Willie Dickerson/via internet

Eat Plants

Happy New Year and Veganuary again. I wrote a letter to the editor this time last year about the impact my choice to go vegan had on the planet in terms of reduction in water usage and grain consumption, CO2 emissions and forest deforestation, and the number of animal lives saved because of my choice to eat plants.

Another year has passed. What happened in that time? We got the statistics from the USDA for 2018 animal consumption in the U.S. 8.38 billion land animals were killed to support the U.S. food supply in 2018. When you include aquatic animals that number jumps to over 55 billion. That’s just for the United States. To put these numbers into perspective the entire world human population is estimated at 7.7 billion people.

In addition in 2019 the Amazon rainforest sustained the worst destruction in a decade at over 2.4 million acres. Between 80% and 91% of the Amazon’s destruction is directly attributable to animal agriculture between slash and burn agriculture for cattle grazing land and soybeans grown as livestock feed.
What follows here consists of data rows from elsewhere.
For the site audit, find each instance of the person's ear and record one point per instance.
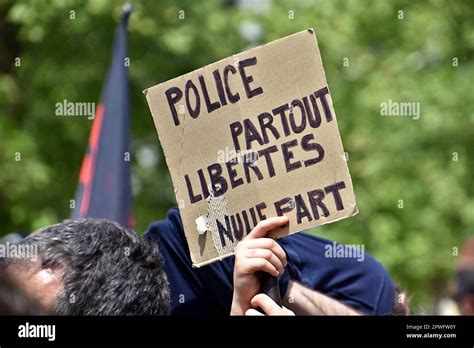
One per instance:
(41, 284)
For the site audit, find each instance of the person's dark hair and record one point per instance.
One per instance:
(13, 301)
(107, 269)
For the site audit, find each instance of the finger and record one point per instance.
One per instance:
(267, 225)
(267, 255)
(266, 304)
(255, 265)
(253, 312)
(270, 244)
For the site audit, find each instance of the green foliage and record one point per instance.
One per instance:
(394, 161)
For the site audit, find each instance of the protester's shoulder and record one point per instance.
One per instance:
(362, 278)
(320, 247)
(167, 229)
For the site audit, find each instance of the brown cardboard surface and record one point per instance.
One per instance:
(272, 103)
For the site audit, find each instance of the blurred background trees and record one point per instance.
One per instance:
(413, 178)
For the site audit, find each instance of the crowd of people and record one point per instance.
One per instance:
(97, 267)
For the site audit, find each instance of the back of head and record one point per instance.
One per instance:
(105, 269)
(13, 301)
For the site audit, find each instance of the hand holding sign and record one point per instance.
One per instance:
(253, 255)
(271, 111)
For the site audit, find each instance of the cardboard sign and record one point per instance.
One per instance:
(250, 137)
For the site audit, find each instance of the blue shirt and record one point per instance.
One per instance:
(362, 285)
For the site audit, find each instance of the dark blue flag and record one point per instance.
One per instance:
(104, 189)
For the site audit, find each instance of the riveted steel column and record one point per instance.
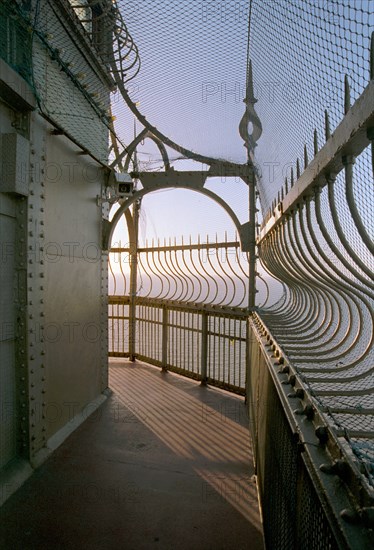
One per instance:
(133, 281)
(204, 348)
(36, 293)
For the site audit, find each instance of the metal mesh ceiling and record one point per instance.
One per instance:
(193, 69)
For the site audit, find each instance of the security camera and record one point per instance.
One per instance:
(122, 184)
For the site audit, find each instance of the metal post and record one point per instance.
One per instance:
(252, 241)
(165, 329)
(204, 348)
(133, 281)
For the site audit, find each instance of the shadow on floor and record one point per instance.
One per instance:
(164, 463)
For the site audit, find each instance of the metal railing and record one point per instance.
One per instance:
(311, 353)
(205, 338)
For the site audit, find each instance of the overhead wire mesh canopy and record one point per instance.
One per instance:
(192, 78)
(193, 67)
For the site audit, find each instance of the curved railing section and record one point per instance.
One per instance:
(211, 273)
(318, 241)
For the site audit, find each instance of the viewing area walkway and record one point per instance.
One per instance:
(163, 463)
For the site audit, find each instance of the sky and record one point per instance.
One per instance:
(192, 83)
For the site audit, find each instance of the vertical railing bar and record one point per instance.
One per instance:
(204, 347)
(164, 337)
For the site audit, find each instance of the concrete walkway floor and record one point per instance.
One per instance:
(163, 464)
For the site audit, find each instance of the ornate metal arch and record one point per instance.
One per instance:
(171, 179)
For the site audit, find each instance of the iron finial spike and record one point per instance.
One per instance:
(347, 95)
(306, 160)
(315, 139)
(327, 125)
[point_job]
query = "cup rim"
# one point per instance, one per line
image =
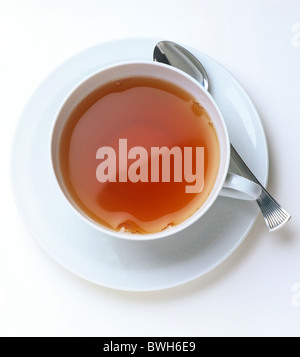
(196, 215)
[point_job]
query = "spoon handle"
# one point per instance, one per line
(275, 216)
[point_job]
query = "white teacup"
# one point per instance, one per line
(226, 184)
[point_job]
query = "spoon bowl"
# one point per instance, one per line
(175, 55)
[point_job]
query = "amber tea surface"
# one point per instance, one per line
(149, 113)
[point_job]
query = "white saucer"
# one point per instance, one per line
(111, 262)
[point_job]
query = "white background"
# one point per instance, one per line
(250, 294)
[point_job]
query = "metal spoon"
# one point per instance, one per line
(175, 55)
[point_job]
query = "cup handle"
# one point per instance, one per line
(236, 186)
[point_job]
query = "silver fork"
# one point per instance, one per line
(274, 215)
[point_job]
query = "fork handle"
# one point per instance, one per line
(274, 215)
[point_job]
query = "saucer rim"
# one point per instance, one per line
(204, 271)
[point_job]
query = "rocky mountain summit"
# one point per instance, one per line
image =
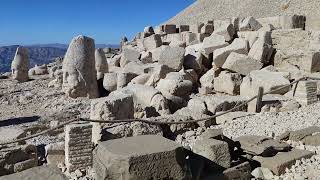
(224, 98)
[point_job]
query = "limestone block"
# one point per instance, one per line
(100, 63)
(261, 146)
(214, 150)
(278, 163)
(239, 45)
(226, 30)
(78, 146)
(211, 43)
(172, 57)
(268, 80)
(141, 157)
(20, 65)
(250, 24)
(241, 64)
(261, 51)
(79, 73)
(228, 83)
(128, 55)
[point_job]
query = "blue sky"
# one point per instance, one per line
(57, 21)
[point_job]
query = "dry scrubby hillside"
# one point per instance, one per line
(203, 10)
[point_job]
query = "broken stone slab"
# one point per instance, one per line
(293, 48)
(218, 103)
(278, 163)
(213, 42)
(148, 31)
(268, 80)
(41, 172)
(241, 64)
(169, 28)
(20, 65)
(301, 134)
(226, 30)
(261, 146)
(239, 45)
(152, 42)
(55, 153)
(172, 57)
(229, 117)
(215, 151)
(261, 51)
(141, 157)
(228, 83)
(110, 81)
(241, 171)
(129, 55)
(207, 80)
(250, 24)
(306, 92)
(79, 73)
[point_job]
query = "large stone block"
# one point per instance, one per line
(268, 80)
(278, 163)
(152, 42)
(239, 45)
(213, 42)
(141, 157)
(20, 65)
(172, 57)
(214, 150)
(241, 64)
(79, 72)
(228, 83)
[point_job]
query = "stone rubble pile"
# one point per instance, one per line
(175, 73)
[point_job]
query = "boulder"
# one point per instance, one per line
(110, 81)
(261, 51)
(101, 63)
(79, 73)
(213, 42)
(148, 31)
(163, 159)
(226, 30)
(215, 151)
(128, 55)
(268, 80)
(40, 172)
(278, 163)
(228, 83)
(250, 24)
(261, 146)
(152, 42)
(239, 45)
(20, 65)
(241, 64)
(172, 57)
(207, 80)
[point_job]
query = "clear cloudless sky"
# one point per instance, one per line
(57, 21)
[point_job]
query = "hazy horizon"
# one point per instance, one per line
(50, 22)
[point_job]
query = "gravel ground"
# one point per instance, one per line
(204, 10)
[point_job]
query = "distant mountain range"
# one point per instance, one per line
(38, 53)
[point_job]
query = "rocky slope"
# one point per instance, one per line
(204, 10)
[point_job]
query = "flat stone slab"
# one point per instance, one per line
(262, 146)
(278, 163)
(140, 157)
(40, 172)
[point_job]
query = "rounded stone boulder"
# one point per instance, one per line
(79, 73)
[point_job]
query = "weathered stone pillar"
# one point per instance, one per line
(78, 146)
(79, 73)
(101, 63)
(20, 65)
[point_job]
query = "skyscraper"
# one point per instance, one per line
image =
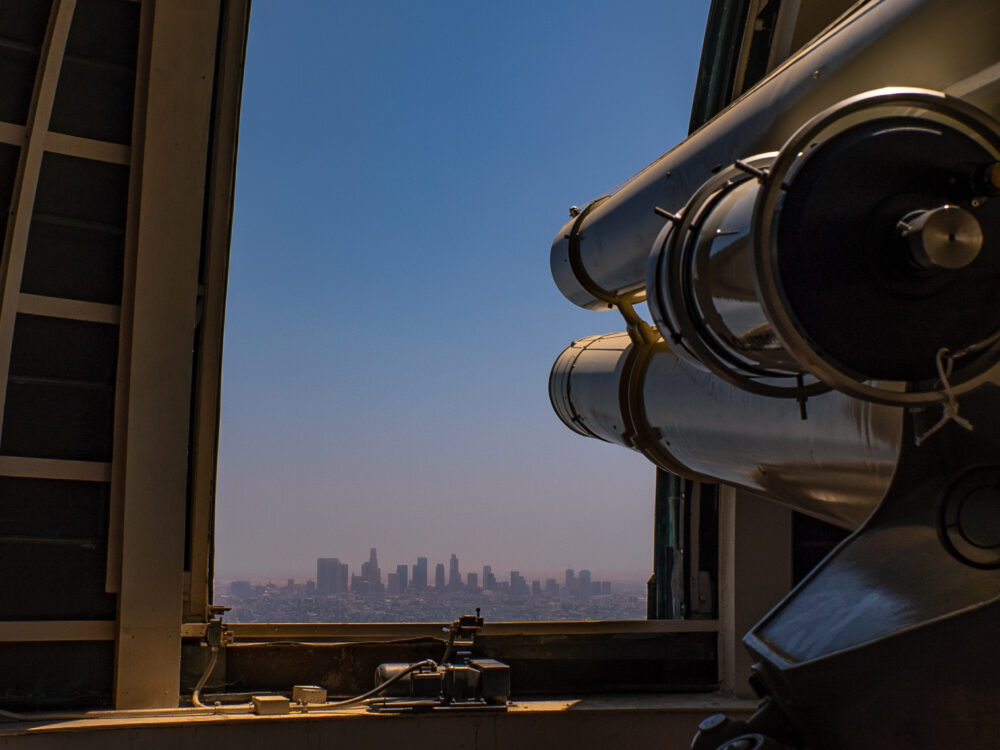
(420, 574)
(371, 572)
(489, 580)
(518, 585)
(584, 582)
(331, 576)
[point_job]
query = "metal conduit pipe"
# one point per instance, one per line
(835, 465)
(599, 258)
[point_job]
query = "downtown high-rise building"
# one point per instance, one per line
(371, 572)
(420, 574)
(331, 576)
(518, 584)
(489, 580)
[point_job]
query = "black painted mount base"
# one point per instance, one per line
(891, 641)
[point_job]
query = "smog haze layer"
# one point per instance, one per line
(391, 316)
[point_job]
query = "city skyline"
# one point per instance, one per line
(391, 317)
(417, 578)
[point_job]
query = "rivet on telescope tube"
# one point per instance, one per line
(673, 218)
(743, 166)
(993, 176)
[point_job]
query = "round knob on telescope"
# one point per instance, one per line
(947, 237)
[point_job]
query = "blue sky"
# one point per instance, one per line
(391, 318)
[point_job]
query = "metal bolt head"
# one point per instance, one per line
(947, 237)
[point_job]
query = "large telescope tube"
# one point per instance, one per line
(835, 465)
(599, 257)
(861, 251)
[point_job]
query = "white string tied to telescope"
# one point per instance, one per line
(951, 403)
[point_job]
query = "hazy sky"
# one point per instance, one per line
(391, 320)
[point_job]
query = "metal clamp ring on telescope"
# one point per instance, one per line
(640, 434)
(674, 308)
(852, 112)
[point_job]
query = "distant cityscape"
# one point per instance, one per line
(406, 595)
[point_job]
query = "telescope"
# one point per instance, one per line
(821, 263)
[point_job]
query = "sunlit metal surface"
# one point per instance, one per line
(946, 45)
(835, 465)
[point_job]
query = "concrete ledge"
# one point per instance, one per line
(660, 722)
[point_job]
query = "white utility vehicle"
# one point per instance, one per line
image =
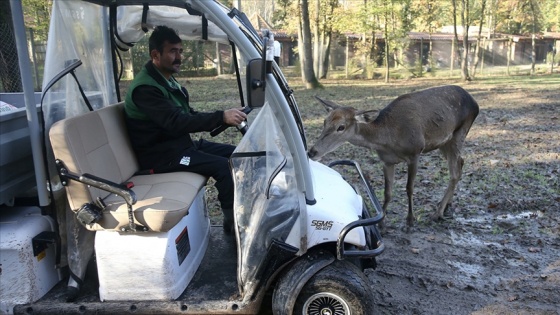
(119, 241)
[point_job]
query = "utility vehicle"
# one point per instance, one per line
(99, 236)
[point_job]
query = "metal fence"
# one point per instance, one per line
(10, 79)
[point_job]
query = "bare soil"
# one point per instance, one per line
(498, 252)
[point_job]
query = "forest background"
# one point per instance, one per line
(317, 23)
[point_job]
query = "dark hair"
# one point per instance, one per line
(161, 34)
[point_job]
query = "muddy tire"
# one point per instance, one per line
(338, 289)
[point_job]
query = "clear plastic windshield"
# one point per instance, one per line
(267, 201)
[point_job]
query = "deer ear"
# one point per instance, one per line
(328, 104)
(366, 116)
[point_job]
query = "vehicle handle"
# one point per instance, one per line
(373, 237)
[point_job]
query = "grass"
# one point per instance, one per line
(511, 154)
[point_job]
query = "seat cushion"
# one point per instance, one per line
(163, 199)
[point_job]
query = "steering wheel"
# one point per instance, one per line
(241, 127)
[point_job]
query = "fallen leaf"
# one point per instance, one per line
(492, 205)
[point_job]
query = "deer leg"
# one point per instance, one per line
(389, 176)
(412, 169)
(455, 163)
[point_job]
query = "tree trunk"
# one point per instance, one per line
(477, 50)
(456, 52)
(533, 49)
(317, 43)
(325, 56)
(465, 58)
(306, 58)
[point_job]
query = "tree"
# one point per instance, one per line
(322, 31)
(304, 47)
(465, 24)
(477, 50)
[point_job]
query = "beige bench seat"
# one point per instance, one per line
(97, 143)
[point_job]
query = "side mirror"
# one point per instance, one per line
(255, 83)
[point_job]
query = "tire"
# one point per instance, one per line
(338, 289)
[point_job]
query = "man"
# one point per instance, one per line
(160, 121)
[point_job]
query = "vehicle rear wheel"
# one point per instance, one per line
(338, 289)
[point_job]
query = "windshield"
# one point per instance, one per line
(267, 201)
(245, 26)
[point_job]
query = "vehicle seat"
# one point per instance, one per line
(97, 143)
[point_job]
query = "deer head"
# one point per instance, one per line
(340, 125)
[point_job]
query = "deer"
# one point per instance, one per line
(412, 124)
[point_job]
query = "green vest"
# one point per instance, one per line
(144, 78)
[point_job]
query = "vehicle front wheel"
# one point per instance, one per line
(338, 289)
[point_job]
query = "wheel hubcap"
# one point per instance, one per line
(326, 304)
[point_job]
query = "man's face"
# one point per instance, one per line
(169, 61)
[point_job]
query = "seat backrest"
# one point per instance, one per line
(96, 143)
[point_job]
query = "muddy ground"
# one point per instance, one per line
(498, 251)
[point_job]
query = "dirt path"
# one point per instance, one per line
(499, 253)
(463, 268)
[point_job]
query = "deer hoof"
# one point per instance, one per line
(437, 217)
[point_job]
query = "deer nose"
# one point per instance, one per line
(311, 153)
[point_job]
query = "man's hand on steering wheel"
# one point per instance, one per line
(234, 116)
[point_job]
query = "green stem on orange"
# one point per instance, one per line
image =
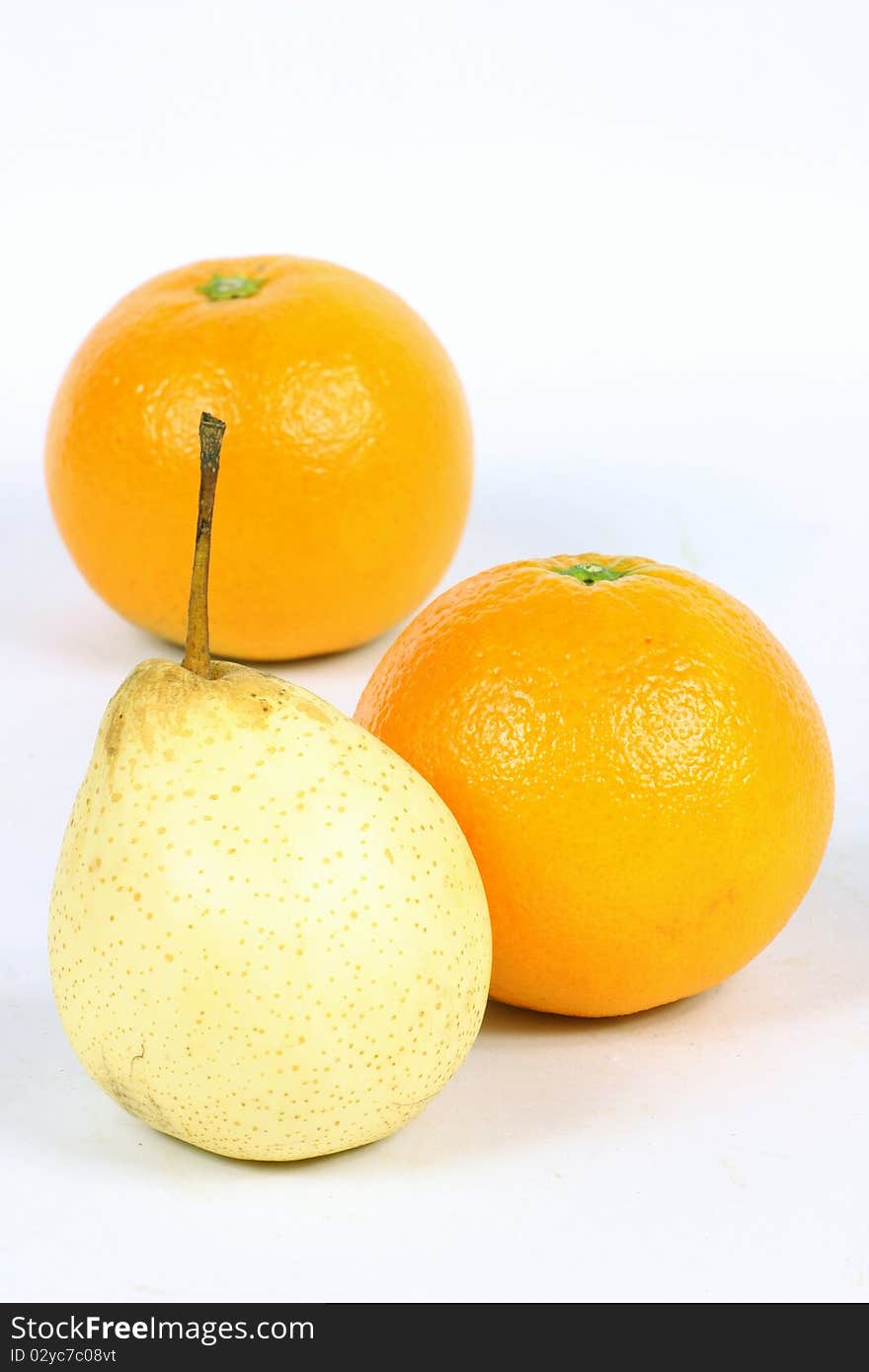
(591, 572)
(231, 287)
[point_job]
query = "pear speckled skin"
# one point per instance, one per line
(268, 935)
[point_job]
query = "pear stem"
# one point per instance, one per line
(197, 656)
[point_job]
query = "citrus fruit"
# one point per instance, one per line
(640, 769)
(347, 464)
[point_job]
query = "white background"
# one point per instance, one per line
(643, 232)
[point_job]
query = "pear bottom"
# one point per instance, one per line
(268, 935)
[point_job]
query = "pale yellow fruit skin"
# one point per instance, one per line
(268, 935)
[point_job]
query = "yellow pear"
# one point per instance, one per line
(268, 935)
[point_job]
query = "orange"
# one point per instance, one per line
(640, 769)
(347, 468)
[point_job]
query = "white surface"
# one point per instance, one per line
(641, 231)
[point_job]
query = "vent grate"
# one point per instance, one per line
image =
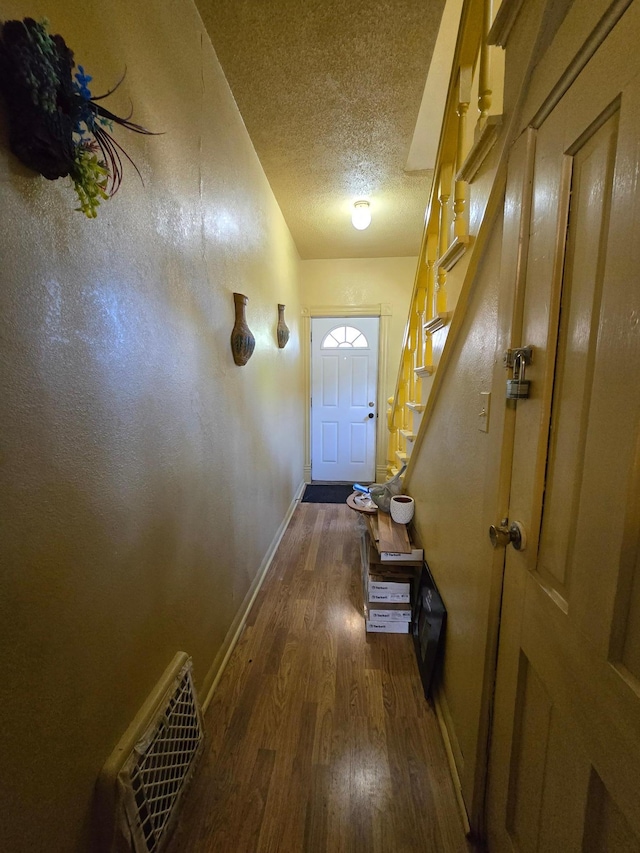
(162, 769)
(142, 782)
It turns out we actually have a way to stop this unnecessary violence and destruction. You can choose to start eating plants and stop eating animals. I know it’s scary at first, sometimes inconvenient and may go against our cultural traditions but all across the world people are standing up and making the conscious decision to change what’s on their plates. They realize that every choice we make and every meal we eat can have a huge impact. You can make an impactful choice every day by choosing to put plants on your plate instead of animals. What are you waiting for? Try a free 22-day challenge at vegan22.com, and happy Veganuary!